Mandating daily Bible readings in public schools (from the Protestant version of the Bible).
Restricting the sale of liquor.

For a brief time, the American Party was wildly popular. In 1854 party membership swelled from 50,000 to over a million in a matter of months. It elected mayors in Philadelphia, Boston, Washington, DC, San Francisco, and Chicago, and won the state legislature and governorship of Massachusetts.

But there were other things going on: the Mexican War, slavery, secession, and the Civil War. The movement didn't last long and was soon absorbed by the Republican Party.

Fair is fair. Things morph and change. The Republican Party freed the slaves and tried to create an interracial democratic South during Reconstruction. The Democratic Party became the party of segregation in the South and the second home of the Klu Klux Klan. To be Republican is not to be necessarily narrow-minded and in dread fear of foreigners. To be Democratic is not necessarily to be liberal, progressive and open-minded.

But enough of being fair.

The Great Depression demonstrated that the principles of the Republican Party were bankrupt. Like most of the country. The Democrats became the progressive party, representing social justice and programs that would protect capitalism from its own worst tendencies, moving toward a vision of a perfectable world. The Republicans became -- in a very literal sense -- a reactionary party, reacting against whatever the Democrats were doing, engaged in a 60-year-long war against the New Deal.

Lyndon Johnson is the pivotal figure, both heroic and deeply tragic. The Democratic Party's dirty public secret was that its political hegemony rested on the Solid South, still refusing to vote Republican out of hatred of Lincoln. Johnson knew that if he pushed through the Civil Rights Act his party would lose the South for a generation. Or more. His heroism is that he did anyway. No, he did not end the race issue, but he broke the back of segregation.
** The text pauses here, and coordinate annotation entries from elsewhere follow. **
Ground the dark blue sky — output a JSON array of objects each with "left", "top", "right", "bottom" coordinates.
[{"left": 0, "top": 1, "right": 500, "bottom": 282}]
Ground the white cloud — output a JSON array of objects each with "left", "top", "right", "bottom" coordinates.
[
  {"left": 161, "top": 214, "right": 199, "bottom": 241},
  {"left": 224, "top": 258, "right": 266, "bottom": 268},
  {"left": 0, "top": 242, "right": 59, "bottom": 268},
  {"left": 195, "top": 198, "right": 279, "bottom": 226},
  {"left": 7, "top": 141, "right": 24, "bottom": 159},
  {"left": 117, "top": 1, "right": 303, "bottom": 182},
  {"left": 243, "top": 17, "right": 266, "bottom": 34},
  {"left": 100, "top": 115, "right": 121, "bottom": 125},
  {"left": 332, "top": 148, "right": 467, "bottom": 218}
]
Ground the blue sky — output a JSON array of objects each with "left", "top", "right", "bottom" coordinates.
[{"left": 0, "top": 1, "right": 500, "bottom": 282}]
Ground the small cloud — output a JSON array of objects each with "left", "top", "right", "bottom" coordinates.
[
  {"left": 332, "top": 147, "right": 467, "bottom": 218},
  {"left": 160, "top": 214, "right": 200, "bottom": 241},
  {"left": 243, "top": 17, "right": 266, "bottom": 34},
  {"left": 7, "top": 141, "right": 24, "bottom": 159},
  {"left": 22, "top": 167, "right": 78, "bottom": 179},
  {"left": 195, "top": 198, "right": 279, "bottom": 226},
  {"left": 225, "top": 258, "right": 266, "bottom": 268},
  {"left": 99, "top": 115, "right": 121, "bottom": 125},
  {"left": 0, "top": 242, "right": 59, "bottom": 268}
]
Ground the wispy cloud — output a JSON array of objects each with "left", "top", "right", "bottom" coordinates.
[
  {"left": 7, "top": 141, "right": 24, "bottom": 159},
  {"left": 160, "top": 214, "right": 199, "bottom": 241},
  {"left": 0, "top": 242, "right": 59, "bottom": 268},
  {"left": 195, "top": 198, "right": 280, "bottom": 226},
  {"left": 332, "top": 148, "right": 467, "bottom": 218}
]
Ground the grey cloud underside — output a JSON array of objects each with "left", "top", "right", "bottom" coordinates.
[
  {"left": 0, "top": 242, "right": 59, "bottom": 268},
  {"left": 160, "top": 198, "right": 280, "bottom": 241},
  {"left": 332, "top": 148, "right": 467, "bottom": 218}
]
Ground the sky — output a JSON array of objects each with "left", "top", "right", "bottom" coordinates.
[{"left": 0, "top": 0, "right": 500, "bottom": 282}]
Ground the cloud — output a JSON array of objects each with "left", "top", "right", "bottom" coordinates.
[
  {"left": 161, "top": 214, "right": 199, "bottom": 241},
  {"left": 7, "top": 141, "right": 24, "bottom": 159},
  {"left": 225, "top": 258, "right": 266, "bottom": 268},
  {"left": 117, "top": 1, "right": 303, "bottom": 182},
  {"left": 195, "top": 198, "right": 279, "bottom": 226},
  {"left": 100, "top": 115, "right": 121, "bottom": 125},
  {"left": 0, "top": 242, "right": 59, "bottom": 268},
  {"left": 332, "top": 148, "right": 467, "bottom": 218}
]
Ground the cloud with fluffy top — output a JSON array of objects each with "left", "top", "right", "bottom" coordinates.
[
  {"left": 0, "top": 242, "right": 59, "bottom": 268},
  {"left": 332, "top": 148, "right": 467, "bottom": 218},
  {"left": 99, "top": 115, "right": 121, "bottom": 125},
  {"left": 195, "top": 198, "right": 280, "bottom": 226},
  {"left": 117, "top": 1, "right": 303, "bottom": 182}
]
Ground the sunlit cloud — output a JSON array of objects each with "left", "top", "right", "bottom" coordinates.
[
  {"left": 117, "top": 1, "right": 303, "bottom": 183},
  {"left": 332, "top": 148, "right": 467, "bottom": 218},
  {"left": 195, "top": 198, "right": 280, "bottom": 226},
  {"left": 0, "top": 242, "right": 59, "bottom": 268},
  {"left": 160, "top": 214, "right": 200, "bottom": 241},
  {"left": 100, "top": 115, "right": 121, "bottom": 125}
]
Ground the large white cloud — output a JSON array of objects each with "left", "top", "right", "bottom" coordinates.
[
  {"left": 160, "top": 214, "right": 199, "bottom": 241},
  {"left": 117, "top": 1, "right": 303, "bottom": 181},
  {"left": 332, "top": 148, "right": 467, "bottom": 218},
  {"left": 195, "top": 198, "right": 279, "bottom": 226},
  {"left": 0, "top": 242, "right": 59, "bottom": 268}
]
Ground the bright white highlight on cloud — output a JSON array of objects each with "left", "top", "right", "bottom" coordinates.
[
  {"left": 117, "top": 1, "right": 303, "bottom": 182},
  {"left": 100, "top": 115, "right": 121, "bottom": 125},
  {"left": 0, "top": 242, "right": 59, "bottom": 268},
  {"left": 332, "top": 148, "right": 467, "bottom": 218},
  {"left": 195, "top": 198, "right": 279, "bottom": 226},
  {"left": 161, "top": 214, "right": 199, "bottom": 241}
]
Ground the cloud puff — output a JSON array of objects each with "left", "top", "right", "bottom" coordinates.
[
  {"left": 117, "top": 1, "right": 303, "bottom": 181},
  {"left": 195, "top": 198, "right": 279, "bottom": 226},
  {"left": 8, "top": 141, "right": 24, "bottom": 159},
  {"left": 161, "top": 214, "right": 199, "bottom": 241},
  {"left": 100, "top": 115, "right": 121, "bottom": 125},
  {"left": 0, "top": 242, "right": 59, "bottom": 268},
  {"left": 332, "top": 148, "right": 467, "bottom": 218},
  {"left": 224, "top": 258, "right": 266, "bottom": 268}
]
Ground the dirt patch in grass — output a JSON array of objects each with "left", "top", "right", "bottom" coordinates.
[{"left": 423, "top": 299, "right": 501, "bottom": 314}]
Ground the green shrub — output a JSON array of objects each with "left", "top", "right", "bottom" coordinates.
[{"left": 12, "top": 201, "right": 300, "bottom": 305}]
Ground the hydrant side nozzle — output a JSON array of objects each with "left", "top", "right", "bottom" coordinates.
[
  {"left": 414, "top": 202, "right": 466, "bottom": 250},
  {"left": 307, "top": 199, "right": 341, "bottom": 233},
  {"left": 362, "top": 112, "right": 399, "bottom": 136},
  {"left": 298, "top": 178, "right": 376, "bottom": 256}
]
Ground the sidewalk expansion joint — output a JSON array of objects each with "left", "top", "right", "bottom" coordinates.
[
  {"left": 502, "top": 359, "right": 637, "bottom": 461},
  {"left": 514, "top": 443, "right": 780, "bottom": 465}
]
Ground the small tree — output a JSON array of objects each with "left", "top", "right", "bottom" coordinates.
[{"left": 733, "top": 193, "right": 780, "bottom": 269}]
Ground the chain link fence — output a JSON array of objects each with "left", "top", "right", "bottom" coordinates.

The Republicans saw their opportunity. They pursued the Southern Strategy, wooing resentful whites with great success.

But two things happened.

Racism became less and less tenable. The generation that cherished it has grown old. That pillar of the Republican Party is crumbling.

And then along came Bush-Cheney. Like Herbert Hoover, in the process of leading the country to bankruptcy they demonstrated that the Republican Party's ideas were also bankrupt. They made government bigger, not smaller -- and more intrusive, too. They didn't oppose special interests, they were the special interests. They didn't oppose lobbyists, they forced lobbyists to join their party at fiscal gunpoint. They were militaristic on parade, but could not run a war. They could not protect the country nor punish the people who actually attacked us. Their policies demonstrated that free markets are a fiction, and real markets need more supervision than a grade-school playground.

Along came John McCain. He looked out, from sea to shining sea, from the mountains, to the prairies, in search of voters who would vote for him. All he could find were the new Know Nothings. People who, frightened of the way things are changing, want to change back to that white, Protestant place it was, oh, sometime back before 1840. America Firsters. Anti-immigrant. Anti-foreigner. Anti-elite. Anti-intelligence.

Not quite capable of running as a true Know Nothing himself, he chose someone who could: Sarah Palin. She does it well, and in so doing, shows us, clearly and simply, who they really are.